Cornell argues that historians do not oppose original intent because they are liberal (although this may have something to do with it). Instead they tend to oppose this method of interpreting the Constitution because they are historians.
AMERICANS ARE deeply divided over how to interpret the Constitution. Originalism, the view that judges should interpret the Constitution by discovering the original intent or the original meaning of the text, has a strong hold on the public. Yet the opposing view, that judges ought to interpret the Constitution as a living document and read it in light of contemporary values or an evolving tradition, is also well entrenched in American culture. Not surprisingly, support for originalism is strongest among Tea Party activists, conservatives, and Republicans. Although the vast majority of legal academics are not originalists, the theory of originalism has never been stronger among law professors. Indeed, originalism now has adherents not only among conservative but also liberal legal scholars. There is really only one group in American society that remains largely immune to the lure of originalism: historians.
At first glance, this fact might seem strange. Historians devote their lives to understanding the past, so one would surmise that they, above all others, would be drawn to the theory of originalism. One might attribute the resolute anti-originalism of most historians to the fact that they are generally more liberal than the population at large and thus oppose originalism for political reasons. Although political orientation may account for some of this animus, their hostility to originalism has less to do with politics and more to do with questions of historical interpretation and method.
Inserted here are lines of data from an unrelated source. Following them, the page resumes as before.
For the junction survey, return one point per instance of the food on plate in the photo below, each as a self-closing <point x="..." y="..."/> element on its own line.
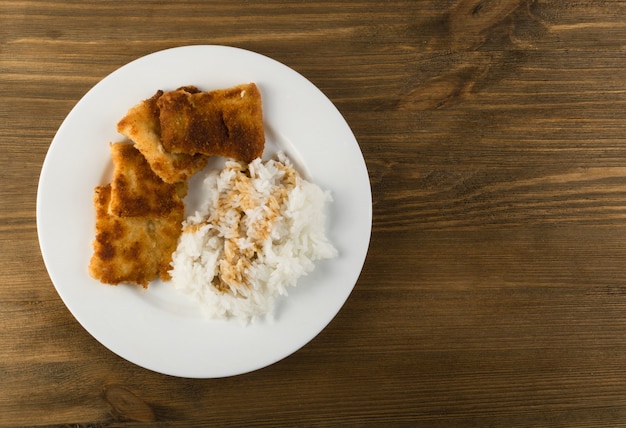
<point x="142" y="126"/>
<point x="139" y="214"/>
<point x="261" y="228"/>
<point x="136" y="191"/>
<point x="132" y="249"/>
<point x="225" y="122"/>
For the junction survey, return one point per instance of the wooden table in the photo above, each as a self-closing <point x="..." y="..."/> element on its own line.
<point x="494" y="290"/>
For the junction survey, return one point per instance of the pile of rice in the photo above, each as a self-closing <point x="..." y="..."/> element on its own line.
<point x="261" y="228"/>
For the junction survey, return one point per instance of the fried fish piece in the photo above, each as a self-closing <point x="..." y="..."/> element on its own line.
<point x="225" y="122"/>
<point x="142" y="126"/>
<point x="136" y="190"/>
<point x="133" y="250"/>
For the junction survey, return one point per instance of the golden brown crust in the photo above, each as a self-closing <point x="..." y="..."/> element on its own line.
<point x="142" y="126"/>
<point x="136" y="190"/>
<point x="225" y="122"/>
<point x="132" y="250"/>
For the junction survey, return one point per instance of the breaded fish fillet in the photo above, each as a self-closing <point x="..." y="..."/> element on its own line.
<point x="142" y="126"/>
<point x="225" y="122"/>
<point x="132" y="250"/>
<point x="136" y="191"/>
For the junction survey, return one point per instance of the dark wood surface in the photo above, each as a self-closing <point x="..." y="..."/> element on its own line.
<point x="494" y="291"/>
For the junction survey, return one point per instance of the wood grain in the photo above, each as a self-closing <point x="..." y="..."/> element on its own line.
<point x="494" y="291"/>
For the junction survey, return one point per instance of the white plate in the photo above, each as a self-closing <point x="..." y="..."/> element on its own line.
<point x="160" y="329"/>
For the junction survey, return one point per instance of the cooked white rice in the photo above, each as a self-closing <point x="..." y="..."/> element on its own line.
<point x="261" y="228"/>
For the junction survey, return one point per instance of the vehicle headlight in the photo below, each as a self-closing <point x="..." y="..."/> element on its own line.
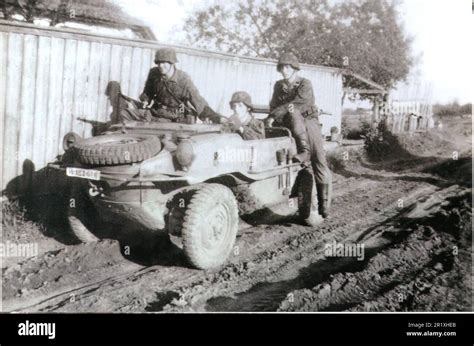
<point x="185" y="154"/>
<point x="70" y="139"/>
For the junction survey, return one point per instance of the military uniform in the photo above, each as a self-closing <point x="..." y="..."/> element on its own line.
<point x="252" y="129"/>
<point x="299" y="96"/>
<point x="293" y="106"/>
<point x="175" y="99"/>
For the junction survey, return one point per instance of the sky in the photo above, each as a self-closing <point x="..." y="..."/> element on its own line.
<point x="442" y="31"/>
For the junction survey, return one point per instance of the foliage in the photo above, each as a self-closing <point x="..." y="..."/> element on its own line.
<point x="380" y="143"/>
<point x="452" y="109"/>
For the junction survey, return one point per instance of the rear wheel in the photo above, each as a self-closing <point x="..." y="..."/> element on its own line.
<point x="210" y="226"/>
<point x="116" y="149"/>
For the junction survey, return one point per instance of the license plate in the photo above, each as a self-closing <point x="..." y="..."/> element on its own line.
<point x="83" y="173"/>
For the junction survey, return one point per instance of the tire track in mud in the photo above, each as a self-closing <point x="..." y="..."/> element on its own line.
<point x="275" y="282"/>
<point x="159" y="288"/>
<point x="409" y="276"/>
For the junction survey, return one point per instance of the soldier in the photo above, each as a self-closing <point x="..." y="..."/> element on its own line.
<point x="243" y="121"/>
<point x="293" y="106"/>
<point x="171" y="94"/>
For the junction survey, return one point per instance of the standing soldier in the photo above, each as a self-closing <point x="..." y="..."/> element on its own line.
<point x="293" y="106"/>
<point x="171" y="94"/>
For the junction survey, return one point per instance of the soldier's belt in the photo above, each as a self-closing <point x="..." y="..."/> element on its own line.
<point x="312" y="112"/>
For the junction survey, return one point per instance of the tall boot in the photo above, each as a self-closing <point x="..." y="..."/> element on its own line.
<point x="302" y="145"/>
<point x="323" y="199"/>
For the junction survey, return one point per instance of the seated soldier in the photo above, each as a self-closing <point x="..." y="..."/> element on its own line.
<point x="242" y="121"/>
<point x="123" y="108"/>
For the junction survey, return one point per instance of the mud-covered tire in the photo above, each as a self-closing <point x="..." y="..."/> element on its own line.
<point x="210" y="226"/>
<point x="116" y="149"/>
<point x="306" y="192"/>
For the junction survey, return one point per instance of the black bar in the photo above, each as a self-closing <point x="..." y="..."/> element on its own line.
<point x="290" y="329"/>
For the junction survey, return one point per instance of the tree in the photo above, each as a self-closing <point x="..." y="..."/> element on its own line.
<point x="363" y="36"/>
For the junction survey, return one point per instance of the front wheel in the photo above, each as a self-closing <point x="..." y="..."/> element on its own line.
<point x="210" y="226"/>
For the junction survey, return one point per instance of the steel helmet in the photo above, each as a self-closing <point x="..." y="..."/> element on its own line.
<point x="288" y="59"/>
<point x="241" y="96"/>
<point x="166" y="55"/>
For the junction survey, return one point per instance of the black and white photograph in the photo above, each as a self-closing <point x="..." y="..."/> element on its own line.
<point x="246" y="156"/>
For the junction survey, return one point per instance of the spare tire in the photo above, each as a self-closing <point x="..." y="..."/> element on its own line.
<point x="116" y="149"/>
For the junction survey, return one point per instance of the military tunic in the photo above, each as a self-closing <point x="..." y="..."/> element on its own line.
<point x="252" y="129"/>
<point x="293" y="105"/>
<point x="175" y="97"/>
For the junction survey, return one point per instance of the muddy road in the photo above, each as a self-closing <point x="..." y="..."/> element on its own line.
<point x="412" y="214"/>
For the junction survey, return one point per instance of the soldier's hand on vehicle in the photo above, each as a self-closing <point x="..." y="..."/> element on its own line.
<point x="269" y="121"/>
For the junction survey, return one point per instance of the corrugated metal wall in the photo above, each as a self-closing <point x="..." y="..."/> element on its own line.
<point x="49" y="77"/>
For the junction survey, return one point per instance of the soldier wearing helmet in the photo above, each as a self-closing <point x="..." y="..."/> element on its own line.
<point x="243" y="121"/>
<point x="171" y="94"/>
<point x="293" y="106"/>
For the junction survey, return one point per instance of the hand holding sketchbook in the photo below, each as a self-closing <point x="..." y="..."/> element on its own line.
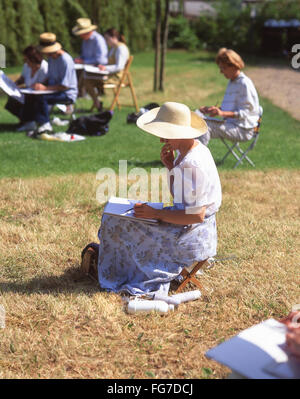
<point x="258" y="352"/>
<point x="123" y="208"/>
<point x="10" y="88"/>
<point x="209" y="118"/>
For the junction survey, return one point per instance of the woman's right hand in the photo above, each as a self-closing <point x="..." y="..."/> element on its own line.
<point x="204" y="110"/>
<point x="167" y="156"/>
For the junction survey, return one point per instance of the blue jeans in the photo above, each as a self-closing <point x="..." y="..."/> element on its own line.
<point x="36" y="106"/>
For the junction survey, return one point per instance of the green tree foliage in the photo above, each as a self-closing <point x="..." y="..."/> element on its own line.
<point x="22" y="21"/>
<point x="181" y="34"/>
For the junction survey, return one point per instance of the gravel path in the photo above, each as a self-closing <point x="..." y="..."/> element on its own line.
<point x="279" y="84"/>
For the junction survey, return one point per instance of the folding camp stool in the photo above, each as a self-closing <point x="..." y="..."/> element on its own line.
<point x="242" y="153"/>
<point x="188" y="275"/>
<point x="125" y="81"/>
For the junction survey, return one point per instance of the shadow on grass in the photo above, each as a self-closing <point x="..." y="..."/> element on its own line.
<point x="72" y="281"/>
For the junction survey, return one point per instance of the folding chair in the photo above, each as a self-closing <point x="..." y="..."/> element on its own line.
<point x="242" y="153"/>
<point x="188" y="275"/>
<point x="125" y="81"/>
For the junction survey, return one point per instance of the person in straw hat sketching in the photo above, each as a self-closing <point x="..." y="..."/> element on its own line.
<point x="94" y="49"/>
<point x="61" y="80"/>
<point x="138" y="257"/>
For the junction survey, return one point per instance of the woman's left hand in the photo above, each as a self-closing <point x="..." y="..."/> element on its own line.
<point x="39" y="86"/>
<point x="144" y="211"/>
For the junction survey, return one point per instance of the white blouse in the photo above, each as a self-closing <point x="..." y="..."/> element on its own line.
<point x="197" y="182"/>
<point x="241" y="97"/>
<point x="39" y="77"/>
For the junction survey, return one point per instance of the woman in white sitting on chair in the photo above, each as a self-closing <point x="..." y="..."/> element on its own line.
<point x="117" y="58"/>
<point x="240" y="107"/>
<point x="138" y="257"/>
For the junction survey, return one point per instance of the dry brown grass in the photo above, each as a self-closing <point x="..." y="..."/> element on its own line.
<point x="59" y="325"/>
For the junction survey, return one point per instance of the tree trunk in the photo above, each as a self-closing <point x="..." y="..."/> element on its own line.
<point x="157" y="45"/>
<point x="164" y="45"/>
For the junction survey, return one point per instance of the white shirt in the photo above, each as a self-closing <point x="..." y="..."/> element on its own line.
<point x="197" y="182"/>
<point x="241" y="97"/>
<point x="39" y="77"/>
<point x="121" y="55"/>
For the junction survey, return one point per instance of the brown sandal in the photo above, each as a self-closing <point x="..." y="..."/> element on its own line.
<point x="89" y="262"/>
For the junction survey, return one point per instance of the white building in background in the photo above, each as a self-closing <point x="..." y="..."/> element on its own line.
<point x="192" y="8"/>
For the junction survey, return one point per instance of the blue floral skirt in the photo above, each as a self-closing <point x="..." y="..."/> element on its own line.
<point x="139" y="258"/>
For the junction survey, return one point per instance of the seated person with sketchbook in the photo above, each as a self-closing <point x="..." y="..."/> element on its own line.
<point x="61" y="80"/>
<point x="117" y="58"/>
<point x="138" y="257"/>
<point x="240" y="107"/>
<point x="93" y="49"/>
<point x="34" y="71"/>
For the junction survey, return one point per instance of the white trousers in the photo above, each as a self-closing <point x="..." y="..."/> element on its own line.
<point x="225" y="130"/>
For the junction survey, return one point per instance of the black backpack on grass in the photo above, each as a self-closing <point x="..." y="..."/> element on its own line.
<point x="91" y="125"/>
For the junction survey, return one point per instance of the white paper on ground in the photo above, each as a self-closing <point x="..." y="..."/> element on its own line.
<point x="94" y="69"/>
<point x="62" y="136"/>
<point x="252" y="351"/>
<point x="36" y="92"/>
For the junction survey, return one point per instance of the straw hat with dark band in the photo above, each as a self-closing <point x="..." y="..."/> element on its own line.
<point x="48" y="43"/>
<point x="172" y="121"/>
<point x="83" y="25"/>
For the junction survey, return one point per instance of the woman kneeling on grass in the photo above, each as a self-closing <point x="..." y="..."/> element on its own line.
<point x="137" y="257"/>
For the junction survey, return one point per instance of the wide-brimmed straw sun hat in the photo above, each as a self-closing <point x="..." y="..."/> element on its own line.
<point x="48" y="43"/>
<point x="172" y="121"/>
<point x="83" y="25"/>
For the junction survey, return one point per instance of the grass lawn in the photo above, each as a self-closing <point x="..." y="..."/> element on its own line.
<point x="58" y="323"/>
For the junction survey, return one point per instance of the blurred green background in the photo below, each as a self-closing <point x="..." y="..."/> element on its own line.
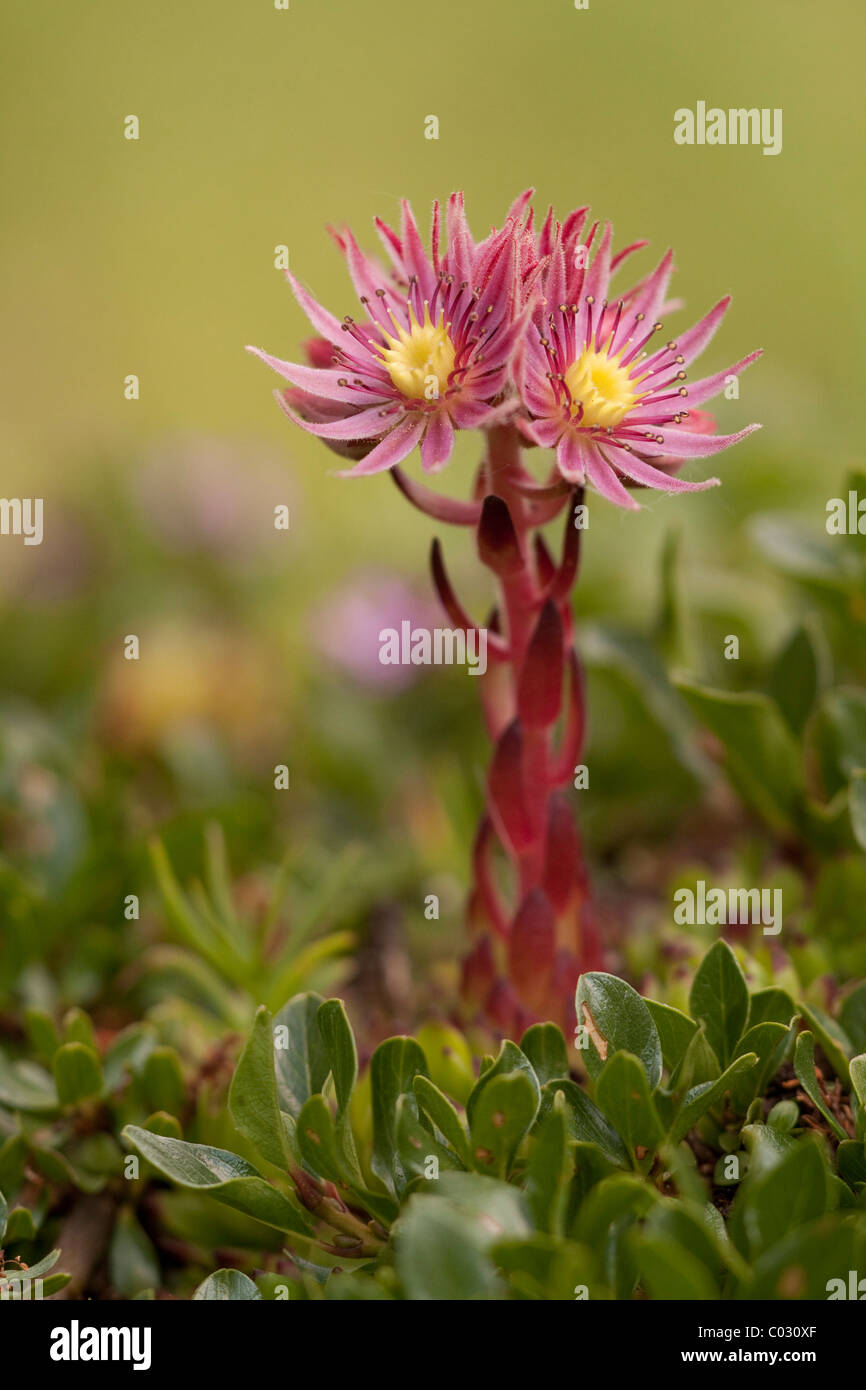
<point x="156" y="257"/>
<point x="262" y="125"/>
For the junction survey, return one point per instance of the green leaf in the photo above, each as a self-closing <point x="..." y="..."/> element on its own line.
<point x="852" y="1018"/>
<point x="42" y="1032"/>
<point x="676" y="1032"/>
<point x="698" y="1065"/>
<point x="770" y="1007"/>
<point x="510" y="1059"/>
<point x="545" y="1047"/>
<point x="321" y="1151"/>
<point x="442" y="1241"/>
<point x="811" y="1264"/>
<point x="670" y="1272"/>
<point x="623" y="1094"/>
<point x="227" y="1285"/>
<point x="584" y="1121"/>
<point x="840" y="736"/>
<point x="339" y="1044"/>
<point x="77" y="1073"/>
<point x="804" y="1066"/>
<point x="830" y="1039"/>
<point x="502" y="1115"/>
<point x="27" y="1087"/>
<point x="622" y="1197"/>
<point x="856" y="805"/>
<point x="797" y="551"/>
<point x="20" y="1226"/>
<point x="221" y="1175"/>
<point x="769" y="1043"/>
<point x="252" y="1097"/>
<point x="774" y="1203"/>
<point x="132" y="1261"/>
<point x="416" y="1146"/>
<point x="163" y="1082"/>
<point x="720" y="1000"/>
<point x="701" y="1098"/>
<point x="851" y="1161"/>
<point x="392" y="1070"/>
<point x="444" y="1115"/>
<point x="549" y="1169"/>
<point x="797" y="676"/>
<point x="300" y="1052"/>
<point x="761" y="754"/>
<point x="449" y="1059"/>
<point x="616" y="1018"/>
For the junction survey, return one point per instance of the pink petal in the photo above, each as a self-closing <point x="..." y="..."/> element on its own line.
<point x="364" y="424"/>
<point x="438" y="442"/>
<point x="640" y="471"/>
<point x="316" y="380"/>
<point x="709" y="387"/>
<point x="685" y="444"/>
<point x="692" y="342"/>
<point x="392" y="449"/>
<point x="570" y="458"/>
<point x="605" y="481"/>
<point x="321" y="320"/>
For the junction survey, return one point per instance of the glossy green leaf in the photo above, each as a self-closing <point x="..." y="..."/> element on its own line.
<point x="670" y="1272"/>
<point x="444" y="1115"/>
<point x="252" y="1098"/>
<point x="770" y="1005"/>
<point x="613" y="1016"/>
<point x="300" y="1052"/>
<point x="774" y="1203"/>
<point x="132" y="1260"/>
<point x="852" y="1018"/>
<point x="392" y="1070"/>
<point x="701" y="1098"/>
<point x="804" y="1066"/>
<point x="623" y="1094"/>
<point x="720" y="1000"/>
<point x="230" y="1285"/>
<point x="769" y="1043"/>
<point x="502" y="1115"/>
<point x="545" y="1047"/>
<point x="761" y="754"/>
<point x="221" y="1175"/>
<point x="584" y="1121"/>
<point x="77" y="1073"/>
<point x="831" y="1040"/>
<point x="339" y="1044"/>
<point x="27" y="1087"/>
<point x="509" y="1059"/>
<point x="676" y="1032"/>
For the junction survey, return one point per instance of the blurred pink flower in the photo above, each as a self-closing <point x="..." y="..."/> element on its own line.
<point x="348" y="624"/>
<point x="217" y="496"/>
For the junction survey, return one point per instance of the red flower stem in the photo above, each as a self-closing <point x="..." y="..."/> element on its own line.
<point x="527" y="957"/>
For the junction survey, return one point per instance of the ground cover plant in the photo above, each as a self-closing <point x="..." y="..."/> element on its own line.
<point x="608" y="1055"/>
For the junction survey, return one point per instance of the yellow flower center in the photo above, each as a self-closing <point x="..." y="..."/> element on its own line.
<point x="420" y="359"/>
<point x="602" y="388"/>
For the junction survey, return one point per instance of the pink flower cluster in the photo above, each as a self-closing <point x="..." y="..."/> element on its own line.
<point x="520" y="328"/>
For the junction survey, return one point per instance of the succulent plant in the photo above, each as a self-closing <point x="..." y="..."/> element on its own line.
<point x="712" y="1154"/>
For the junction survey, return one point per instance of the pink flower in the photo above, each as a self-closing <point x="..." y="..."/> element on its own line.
<point x="615" y="409"/>
<point x="433" y="350"/>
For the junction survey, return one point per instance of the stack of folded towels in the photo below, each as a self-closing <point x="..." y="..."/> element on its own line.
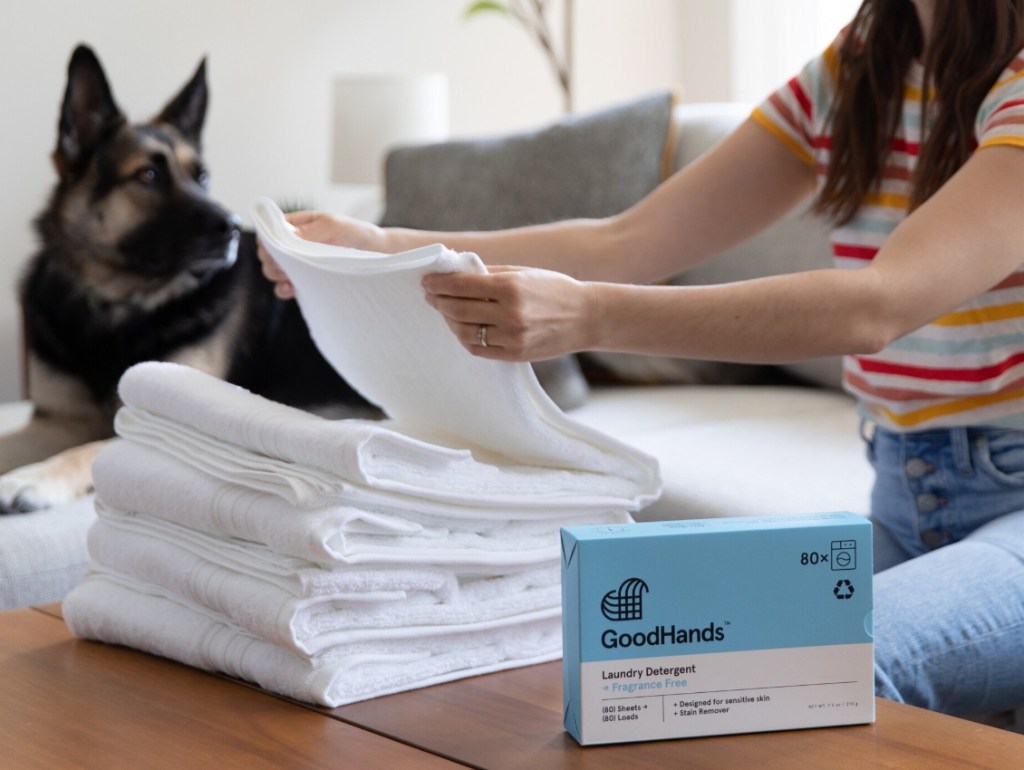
<point x="336" y="560"/>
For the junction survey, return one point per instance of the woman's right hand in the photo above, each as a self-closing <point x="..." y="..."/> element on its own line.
<point x="324" y="228"/>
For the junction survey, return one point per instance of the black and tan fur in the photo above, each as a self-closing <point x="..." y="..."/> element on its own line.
<point x="137" y="262"/>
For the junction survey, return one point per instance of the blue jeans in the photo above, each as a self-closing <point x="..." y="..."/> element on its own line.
<point x="948" y="514"/>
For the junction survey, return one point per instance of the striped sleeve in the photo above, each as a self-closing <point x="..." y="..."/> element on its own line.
<point x="795" y="113"/>
<point x="1000" y="119"/>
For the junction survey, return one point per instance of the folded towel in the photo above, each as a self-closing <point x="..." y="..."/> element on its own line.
<point x="139" y="479"/>
<point x="107" y="608"/>
<point x="398" y="478"/>
<point x="195" y="568"/>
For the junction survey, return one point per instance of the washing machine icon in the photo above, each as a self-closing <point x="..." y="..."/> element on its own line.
<point x="844" y="555"/>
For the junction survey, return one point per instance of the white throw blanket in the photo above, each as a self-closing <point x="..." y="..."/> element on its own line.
<point x="123" y="611"/>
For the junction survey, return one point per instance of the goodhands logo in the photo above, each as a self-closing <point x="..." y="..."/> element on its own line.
<point x="626" y="602"/>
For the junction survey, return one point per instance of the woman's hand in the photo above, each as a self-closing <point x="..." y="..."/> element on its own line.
<point x="324" y="228"/>
<point x="513" y="313"/>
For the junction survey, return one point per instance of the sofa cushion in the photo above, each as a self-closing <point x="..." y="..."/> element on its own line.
<point x="586" y="166"/>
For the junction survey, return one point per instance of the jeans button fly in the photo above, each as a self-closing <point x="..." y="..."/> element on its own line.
<point x="934" y="538"/>
<point x="915" y="467"/>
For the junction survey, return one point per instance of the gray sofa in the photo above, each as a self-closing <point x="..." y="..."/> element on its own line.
<point x="725" y="448"/>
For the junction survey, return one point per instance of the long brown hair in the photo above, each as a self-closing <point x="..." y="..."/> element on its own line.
<point x="971" y="45"/>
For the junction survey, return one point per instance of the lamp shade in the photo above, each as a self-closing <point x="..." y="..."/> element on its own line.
<point x="374" y="114"/>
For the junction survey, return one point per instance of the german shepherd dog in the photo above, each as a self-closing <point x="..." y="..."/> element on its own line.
<point x="137" y="262"/>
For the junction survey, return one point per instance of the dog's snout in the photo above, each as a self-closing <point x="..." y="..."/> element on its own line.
<point x="215" y="221"/>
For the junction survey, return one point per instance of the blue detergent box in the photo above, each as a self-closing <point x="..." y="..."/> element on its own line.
<point x="709" y="627"/>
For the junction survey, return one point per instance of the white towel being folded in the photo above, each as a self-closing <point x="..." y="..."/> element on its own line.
<point x="110" y="609"/>
<point x="196" y="568"/>
<point x="408" y="361"/>
<point x="139" y="479"/>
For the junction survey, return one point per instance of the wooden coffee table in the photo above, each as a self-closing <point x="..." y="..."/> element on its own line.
<point x="66" y="702"/>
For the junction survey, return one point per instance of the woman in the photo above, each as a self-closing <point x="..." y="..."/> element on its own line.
<point x="909" y="131"/>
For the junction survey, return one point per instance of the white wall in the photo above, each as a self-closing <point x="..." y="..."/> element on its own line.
<point x="269" y="69"/>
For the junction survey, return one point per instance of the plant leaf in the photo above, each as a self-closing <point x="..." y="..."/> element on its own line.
<point x="481" y="6"/>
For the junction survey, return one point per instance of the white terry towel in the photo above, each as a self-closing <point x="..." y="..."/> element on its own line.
<point x="195" y="568"/>
<point x="139" y="479"/>
<point x="410" y="364"/>
<point x="109" y="609"/>
<point x="378" y="467"/>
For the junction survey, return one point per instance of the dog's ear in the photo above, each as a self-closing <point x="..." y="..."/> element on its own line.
<point x="186" y="112"/>
<point x="88" y="114"/>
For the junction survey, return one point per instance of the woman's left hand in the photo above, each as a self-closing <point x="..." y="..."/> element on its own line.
<point x="512" y="313"/>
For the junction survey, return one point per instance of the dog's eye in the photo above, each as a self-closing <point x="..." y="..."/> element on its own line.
<point x="147" y="175"/>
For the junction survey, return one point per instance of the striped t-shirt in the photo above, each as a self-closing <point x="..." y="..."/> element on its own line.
<point x="967" y="368"/>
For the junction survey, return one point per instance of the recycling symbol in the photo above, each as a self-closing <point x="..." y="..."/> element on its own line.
<point x="843" y="590"/>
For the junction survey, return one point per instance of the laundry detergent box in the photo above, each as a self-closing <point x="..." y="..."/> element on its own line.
<point x="706" y="627"/>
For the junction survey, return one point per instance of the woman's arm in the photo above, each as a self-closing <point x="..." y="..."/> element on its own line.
<point x="962" y="242"/>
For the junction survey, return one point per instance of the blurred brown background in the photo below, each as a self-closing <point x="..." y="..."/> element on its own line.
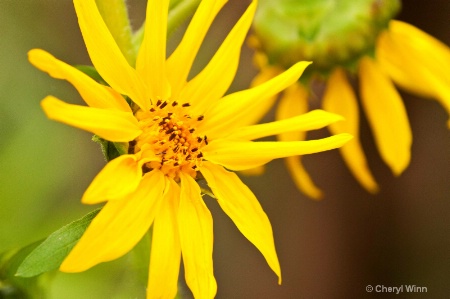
<point x="328" y="249"/>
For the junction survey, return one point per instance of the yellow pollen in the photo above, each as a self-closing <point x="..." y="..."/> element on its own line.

When most historians look closely at originalist arguments, what they usually find is bad history shaped to fit an ideological agenda—what historians derisively call “law office history.”
And he concludes:
Justice Scalia may believe we have a dead Constitution, the legal equivalent of a fly in amber. This was not how most Americans in the Founding era would have viewed the matter. Originalists, both old and new, argue that the theory of the living constitution lacks the legitimacy of their own theory. In fact, the historical pedigree of the theory of the living constitution is it least as good as traditional originalism, and far better than that of new originalism. The fact that Americans are deeply divided today over the relative merits of originalism and the rival theory of the living constitution ought to come as no surprise—Americans were divided over the very same issue when the Constitution was first proposed more than two hundred years ago.